You have First Fridays tonight, the American Royal all weekend, two good concerts at Grinders … this is the kind of weekend I wish we could just replay 52 times a year.
Also, if the rest of this is a bit disjointed I’m going to blame it on the work we’re having done on the house. Before we bought this house, the Lady gushed about how we really didn’t need to do anything to it. The day we moved in she started insisting that we take out a wall.
So my soundtrack right now sounds like this.
Anyway, I do hope you’ll read this morning’s column on a good player on a bad team with a great inspiration from his older brother.
It’s a busy time so here’s something quick on each major team:
This is a bad weekend for the Chiefs to be in desperate need of a win. I’ll have more about this in Sunday’s column, but the potential swing of the outcome against Baltimore is enormous and has far-reaching consequences. The problem, of course, is that it’s really hard to see how this ends well for the Chiefs.
I did mention this on Twitter, though: the last two times nobody off the payroll gave the Chiefs a chance to win, they beat the Saints and Packers.
But I’m willing to be fooled again.
The big Royals news this week is the firing of hitting coach Kevin Seitzer, and it’s a wildly unpopular move among fans but also very easy to justify.
The offense regressed this year, particularly Eric Hosmer, and as my friend Rany put it, you don’t need anything more than Hosmer’s struggles to justify firing the hitting coach.
Part of the backlash, I think, is perception vs function. It’s easy to read this as the Royals unfairly scapegoating Seitzer for a disappointing season when in reality the biggest problem was starting pitching. But Seitzer’s been around for four years, pitching coach Dave Eiland just one, and coaches tend to have a quick expiration date. I don’t read this as Seitzer being scapegoated nearly as much as I do a recognition that Hosmer’s struggles are an enormous concern and the team is doing everything possible to get that fixed.

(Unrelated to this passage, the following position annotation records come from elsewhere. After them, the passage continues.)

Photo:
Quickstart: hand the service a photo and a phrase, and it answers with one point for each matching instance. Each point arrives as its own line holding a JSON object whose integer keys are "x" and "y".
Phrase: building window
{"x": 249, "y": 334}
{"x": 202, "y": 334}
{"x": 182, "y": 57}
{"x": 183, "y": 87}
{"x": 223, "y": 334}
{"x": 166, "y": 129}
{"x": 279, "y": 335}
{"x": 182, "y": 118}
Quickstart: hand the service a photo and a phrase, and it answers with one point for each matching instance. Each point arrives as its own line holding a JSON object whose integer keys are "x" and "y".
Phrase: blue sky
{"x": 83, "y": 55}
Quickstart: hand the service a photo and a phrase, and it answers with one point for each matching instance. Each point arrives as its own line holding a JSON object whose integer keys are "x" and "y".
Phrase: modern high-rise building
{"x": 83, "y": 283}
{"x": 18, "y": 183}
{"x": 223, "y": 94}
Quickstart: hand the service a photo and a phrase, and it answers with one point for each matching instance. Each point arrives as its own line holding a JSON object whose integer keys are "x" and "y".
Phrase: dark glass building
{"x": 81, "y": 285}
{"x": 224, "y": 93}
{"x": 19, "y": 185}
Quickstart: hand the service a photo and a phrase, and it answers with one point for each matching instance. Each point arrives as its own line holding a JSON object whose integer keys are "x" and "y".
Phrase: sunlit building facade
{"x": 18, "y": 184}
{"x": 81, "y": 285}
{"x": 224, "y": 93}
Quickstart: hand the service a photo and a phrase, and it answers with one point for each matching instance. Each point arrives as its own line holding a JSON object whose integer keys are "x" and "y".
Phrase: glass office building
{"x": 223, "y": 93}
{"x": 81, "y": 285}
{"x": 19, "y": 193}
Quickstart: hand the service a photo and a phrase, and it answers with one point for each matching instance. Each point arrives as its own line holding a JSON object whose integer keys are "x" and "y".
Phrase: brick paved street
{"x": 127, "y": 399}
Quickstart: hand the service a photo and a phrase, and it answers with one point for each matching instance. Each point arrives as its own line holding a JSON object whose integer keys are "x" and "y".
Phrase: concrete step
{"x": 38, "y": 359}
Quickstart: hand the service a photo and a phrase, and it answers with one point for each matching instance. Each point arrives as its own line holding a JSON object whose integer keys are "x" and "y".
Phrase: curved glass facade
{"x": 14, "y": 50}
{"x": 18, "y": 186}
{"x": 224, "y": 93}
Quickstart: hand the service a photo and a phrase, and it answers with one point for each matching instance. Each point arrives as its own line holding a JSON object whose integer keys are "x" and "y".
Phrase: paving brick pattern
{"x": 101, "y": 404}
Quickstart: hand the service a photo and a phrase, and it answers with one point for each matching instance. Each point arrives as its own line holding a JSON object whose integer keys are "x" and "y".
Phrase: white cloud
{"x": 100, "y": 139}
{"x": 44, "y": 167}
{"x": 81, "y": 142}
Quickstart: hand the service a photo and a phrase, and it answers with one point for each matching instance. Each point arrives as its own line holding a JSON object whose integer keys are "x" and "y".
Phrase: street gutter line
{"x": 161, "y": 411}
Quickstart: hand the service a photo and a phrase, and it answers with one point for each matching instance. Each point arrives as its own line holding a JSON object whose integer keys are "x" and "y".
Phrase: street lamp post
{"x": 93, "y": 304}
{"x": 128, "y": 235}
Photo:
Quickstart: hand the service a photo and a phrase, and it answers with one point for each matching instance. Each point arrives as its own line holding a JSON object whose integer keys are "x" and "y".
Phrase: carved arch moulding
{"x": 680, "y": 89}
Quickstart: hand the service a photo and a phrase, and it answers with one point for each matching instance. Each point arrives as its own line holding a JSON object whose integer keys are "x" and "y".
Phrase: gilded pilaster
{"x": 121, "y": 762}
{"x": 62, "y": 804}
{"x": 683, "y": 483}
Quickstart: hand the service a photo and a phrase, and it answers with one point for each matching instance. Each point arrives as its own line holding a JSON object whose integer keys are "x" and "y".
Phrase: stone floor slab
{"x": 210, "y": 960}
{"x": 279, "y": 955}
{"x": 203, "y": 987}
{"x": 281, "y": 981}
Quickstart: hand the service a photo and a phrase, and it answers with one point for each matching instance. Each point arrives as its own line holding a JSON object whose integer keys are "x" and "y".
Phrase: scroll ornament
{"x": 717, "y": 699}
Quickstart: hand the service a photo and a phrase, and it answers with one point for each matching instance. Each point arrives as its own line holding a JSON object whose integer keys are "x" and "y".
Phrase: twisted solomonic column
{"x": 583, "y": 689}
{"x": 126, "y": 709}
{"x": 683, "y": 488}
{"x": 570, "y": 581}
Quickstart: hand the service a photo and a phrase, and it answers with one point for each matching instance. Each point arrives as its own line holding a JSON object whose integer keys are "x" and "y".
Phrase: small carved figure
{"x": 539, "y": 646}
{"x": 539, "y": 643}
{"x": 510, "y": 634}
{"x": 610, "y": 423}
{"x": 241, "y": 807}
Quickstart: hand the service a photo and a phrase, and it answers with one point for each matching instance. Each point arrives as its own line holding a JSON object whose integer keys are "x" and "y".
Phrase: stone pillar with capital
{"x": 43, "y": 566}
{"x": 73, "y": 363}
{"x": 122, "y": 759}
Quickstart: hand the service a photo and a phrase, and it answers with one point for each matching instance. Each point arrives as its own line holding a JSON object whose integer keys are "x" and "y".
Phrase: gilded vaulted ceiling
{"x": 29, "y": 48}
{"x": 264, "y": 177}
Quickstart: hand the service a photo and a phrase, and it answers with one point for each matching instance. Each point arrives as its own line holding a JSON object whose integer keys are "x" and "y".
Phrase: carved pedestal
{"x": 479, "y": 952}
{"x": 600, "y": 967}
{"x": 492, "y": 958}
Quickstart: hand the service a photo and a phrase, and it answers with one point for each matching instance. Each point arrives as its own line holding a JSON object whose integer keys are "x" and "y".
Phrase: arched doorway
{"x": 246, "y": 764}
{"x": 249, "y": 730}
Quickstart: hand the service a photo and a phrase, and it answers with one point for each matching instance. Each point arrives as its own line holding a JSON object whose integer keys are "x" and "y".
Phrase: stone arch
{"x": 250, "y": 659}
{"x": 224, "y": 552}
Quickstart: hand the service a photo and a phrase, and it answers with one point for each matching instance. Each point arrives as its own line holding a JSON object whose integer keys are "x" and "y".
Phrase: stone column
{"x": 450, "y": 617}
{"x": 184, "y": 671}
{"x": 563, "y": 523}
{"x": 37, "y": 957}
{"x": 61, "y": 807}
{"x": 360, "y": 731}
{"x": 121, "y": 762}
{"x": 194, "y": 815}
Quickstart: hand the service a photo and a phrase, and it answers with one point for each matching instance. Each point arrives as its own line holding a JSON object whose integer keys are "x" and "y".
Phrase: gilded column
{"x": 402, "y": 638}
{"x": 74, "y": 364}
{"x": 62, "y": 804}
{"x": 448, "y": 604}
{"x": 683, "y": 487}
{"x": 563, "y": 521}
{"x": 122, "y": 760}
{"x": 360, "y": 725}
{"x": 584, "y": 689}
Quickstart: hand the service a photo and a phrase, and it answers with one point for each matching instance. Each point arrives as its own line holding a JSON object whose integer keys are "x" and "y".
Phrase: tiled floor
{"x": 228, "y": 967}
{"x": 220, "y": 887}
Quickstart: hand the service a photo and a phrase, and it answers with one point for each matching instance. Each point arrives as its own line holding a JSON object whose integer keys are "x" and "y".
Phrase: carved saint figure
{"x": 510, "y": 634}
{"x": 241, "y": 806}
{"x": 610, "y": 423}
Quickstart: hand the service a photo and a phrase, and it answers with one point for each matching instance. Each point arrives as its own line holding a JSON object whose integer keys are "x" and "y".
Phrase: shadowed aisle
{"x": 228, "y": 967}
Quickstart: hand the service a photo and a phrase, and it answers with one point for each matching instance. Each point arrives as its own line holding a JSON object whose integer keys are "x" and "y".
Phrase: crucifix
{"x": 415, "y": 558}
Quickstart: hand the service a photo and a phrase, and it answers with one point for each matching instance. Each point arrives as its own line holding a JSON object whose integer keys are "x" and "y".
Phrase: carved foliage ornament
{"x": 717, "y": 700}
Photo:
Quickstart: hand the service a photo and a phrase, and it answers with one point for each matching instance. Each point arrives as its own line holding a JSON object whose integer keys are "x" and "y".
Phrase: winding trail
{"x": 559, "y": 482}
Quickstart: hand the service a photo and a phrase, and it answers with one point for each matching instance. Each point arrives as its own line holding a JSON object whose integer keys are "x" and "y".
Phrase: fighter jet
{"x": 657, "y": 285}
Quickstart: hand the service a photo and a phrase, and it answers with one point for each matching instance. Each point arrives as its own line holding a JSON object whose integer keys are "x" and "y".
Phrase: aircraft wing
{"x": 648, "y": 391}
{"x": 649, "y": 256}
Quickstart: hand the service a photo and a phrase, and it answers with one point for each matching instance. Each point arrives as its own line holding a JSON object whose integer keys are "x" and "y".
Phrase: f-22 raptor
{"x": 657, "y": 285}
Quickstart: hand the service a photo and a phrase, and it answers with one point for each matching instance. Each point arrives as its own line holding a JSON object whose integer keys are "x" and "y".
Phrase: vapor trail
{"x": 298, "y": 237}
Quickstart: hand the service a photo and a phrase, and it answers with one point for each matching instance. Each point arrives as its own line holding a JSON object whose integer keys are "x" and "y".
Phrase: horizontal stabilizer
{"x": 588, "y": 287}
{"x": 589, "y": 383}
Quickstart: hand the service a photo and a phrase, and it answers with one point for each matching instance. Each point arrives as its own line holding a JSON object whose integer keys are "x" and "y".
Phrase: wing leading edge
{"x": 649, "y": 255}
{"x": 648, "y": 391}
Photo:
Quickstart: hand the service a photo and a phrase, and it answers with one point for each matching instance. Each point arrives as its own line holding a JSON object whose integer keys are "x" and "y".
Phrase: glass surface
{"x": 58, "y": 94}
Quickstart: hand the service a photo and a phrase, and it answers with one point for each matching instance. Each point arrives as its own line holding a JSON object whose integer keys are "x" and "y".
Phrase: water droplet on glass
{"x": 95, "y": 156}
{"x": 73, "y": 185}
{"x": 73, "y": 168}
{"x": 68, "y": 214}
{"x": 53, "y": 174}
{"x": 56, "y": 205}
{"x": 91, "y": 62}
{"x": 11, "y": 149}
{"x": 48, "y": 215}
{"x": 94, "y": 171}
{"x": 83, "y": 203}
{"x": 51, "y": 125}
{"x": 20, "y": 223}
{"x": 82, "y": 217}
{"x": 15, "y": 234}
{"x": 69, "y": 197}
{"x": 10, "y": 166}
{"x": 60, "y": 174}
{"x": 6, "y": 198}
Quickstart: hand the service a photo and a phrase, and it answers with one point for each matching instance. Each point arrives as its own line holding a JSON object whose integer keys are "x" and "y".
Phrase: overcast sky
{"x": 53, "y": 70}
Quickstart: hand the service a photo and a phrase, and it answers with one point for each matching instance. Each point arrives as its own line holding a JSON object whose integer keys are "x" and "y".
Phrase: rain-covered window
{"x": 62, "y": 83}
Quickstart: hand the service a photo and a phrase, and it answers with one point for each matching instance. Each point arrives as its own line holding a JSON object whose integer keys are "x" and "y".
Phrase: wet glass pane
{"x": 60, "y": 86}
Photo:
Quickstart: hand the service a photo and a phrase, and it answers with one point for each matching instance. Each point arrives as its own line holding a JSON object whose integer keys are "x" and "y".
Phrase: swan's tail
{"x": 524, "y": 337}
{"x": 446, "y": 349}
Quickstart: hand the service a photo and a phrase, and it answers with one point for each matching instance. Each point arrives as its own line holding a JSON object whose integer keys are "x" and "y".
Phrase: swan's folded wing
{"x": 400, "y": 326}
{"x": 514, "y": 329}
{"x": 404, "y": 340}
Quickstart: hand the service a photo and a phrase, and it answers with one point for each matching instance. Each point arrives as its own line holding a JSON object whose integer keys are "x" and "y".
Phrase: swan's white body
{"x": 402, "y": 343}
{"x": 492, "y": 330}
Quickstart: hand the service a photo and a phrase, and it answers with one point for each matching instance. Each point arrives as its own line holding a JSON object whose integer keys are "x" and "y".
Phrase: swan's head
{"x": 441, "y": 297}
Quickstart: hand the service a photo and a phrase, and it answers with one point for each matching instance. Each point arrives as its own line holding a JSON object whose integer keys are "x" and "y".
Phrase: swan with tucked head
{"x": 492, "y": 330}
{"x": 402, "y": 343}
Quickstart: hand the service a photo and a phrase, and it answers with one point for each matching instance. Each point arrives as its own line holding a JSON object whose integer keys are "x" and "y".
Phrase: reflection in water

Good thing, too, because they’ve got to get this thing moving.
I still think the most Snyder stat ever is when K-State is outgained against a favored team with more NFL talent and still wins, but the fact that KSU has committed eight penalties in four games is also pretty good.
They’re also averaging two turnovers per game on defense, and less than one per game on offense. There is no limit to what they can do if they can keep near these paces.
I won’t ever freak out about college kids smoking pot, but it’s also true that Dorial Green-Beckham and two teammates being caught hot-boxing in the football stadium parking lot is a bad look and the continuation of a mildly troubling trend.
Maty Mouk had a run-in with police, so did some assistant coaches, and of course there is Gary Pinkel’s DUI last season.
The worst on the list is Pinkel’s arrest, of course, not even close, and with everything else it opens the discussion about discipline within the program.
Charlie Weis made the silly decision to criticize the Kansas student newspaper running an illustration calling the football team “road kill” for tomorrow’s game against K-State.
This is a no-win for Charlie. He either looks out of touch for not knowing nobody who’s not on payroll or scholarship thinks KU has a chance, petty for worrying about something relatively few people would’ve known about without him bringing attention to it, a bully for trying to push around some students (while going out of his way to say he has no problem with other criticism), or some combination of all three.
I assume Charlie’s side would be that he’s sticking up for his players, and there’s some value in that, but why not tell the team in the locker room: “Those guys are a-holes, that’s b.s., so let’s go out and show them by beating K-State?”
The only way he wins this is by winning tomorrow in Manhattan, but then, that would’ve been a win for him no matter what.
I present this question about Sporting KC: what is enough? What is disappointment? It’s hard to remember a team in this area building up as much fan goodwill capital as Sporting has these last two seasons, but how should we be looking at their upcoming postseason?
Thrilled that anybody in town is actually in the playoffs?
Disappointed if they don’t reach expectation?